En el 93, repite triunfo en Pais Vasco y en una Vuelta agónica frente a Alex Zulle. El penúltimo día llega a Ferrol con mala cara y después de una noche de vómitos, logra aguantar milagrosamente el amarillo en la crono final. Llega a Francia donde le espera un imperial Miguelon. El Navarro deja sentenciada la carrera en la primera crono. El Clas es victima del infortunio y llega con dos abandonos a la cronometrada por equipos. En la individual aun encima, el helvético sale con granizo, mientras que los primeros gozan de buen tiempo. Pero al llegar la montaña Rominger e Indurain destrozan al resto. El ultimo col que se sube es el Tourmalet, y Tony se va con Jaskula. El navarro sufre por detrás y solo un magistral Gorospe le pone un ritmo ideal para evitar el naufragio. Por la cima la ventaja es de un minuto y Rominger se lanza a por todas. Consumado especialista en los descensos, pone la bici a 100. Cuando la camara le enfoca, de repente se ve aparecer un obus con el maiott amarillo. Al llegar a meta un lacónico Indurain comenta "me la tuve que jugar en alguna curvilla". Sin embargo, en la última contrarreloj Rominger da la sorpresa y se lleva la etapa, el segundo puesto de la general y la montaña. El duelo estaba servido para el 94.
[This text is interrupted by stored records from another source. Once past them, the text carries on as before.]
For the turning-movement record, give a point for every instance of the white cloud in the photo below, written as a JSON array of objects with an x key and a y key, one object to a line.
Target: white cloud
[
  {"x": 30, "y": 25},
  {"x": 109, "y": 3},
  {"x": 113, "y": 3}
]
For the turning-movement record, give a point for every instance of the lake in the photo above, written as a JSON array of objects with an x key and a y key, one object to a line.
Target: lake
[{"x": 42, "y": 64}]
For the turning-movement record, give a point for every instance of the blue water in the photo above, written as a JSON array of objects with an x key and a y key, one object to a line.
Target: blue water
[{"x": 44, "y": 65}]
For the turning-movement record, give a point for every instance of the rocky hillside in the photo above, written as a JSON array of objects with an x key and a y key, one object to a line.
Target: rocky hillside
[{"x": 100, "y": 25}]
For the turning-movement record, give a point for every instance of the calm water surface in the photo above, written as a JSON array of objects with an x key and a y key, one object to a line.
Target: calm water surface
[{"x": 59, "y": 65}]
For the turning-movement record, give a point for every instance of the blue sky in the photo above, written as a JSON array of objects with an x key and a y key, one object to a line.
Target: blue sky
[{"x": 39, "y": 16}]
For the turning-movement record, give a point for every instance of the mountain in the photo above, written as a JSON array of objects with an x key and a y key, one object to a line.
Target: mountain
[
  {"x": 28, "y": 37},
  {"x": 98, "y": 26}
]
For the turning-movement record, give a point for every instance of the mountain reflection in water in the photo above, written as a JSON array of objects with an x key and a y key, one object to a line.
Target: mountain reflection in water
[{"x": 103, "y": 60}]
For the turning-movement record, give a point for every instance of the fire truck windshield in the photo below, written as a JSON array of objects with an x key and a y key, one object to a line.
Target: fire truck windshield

1994, Rominger arrasa en la vuelta. Gana seis etapas y deja al resto a galaxias de distancia. Cuando en la entrevista del último día, suelta que ahora mismo esta al nivel de Indurain o mas, Pedro Gonzalez y el orgullo patrio hacen glub. Indu acaba de ser batido en el Giro por los jovenzuelos Berzin y Pantani. Pero en Francia, en la primera subida de la carrera, el inédito Hautacam, Indurain acaba de un supino bofetón con las ilusiones de Rominger, que pierde varios minutos y aturdido, abandona al dia siguiente.
Aunque llegó a recuperarse de ese mazazo, ganado un Giro con autoridad, siendo protagonista del Tour 96 y batiendo dos veces el record de la hora (reto que se puso muy de moda en esos años y por el que tanto él como Induráin renunciaron a algún mundial) el gran Rominger que metía miedo en 1993 y 1994 no se volvió a ver.
Se retiró en 1997 de mala forma, con la clavícula rota en su última intentona de salir amarillo en París. Pero lo hizo con el unanime reconocimiento de sus compañeros que lo veian como un líder absoluto y ambicioso pero muy humano. En Asturias llegó a levantar las mismas pasiones que Fernando Alonso unos años después y sigue gozando del rango de leyenda.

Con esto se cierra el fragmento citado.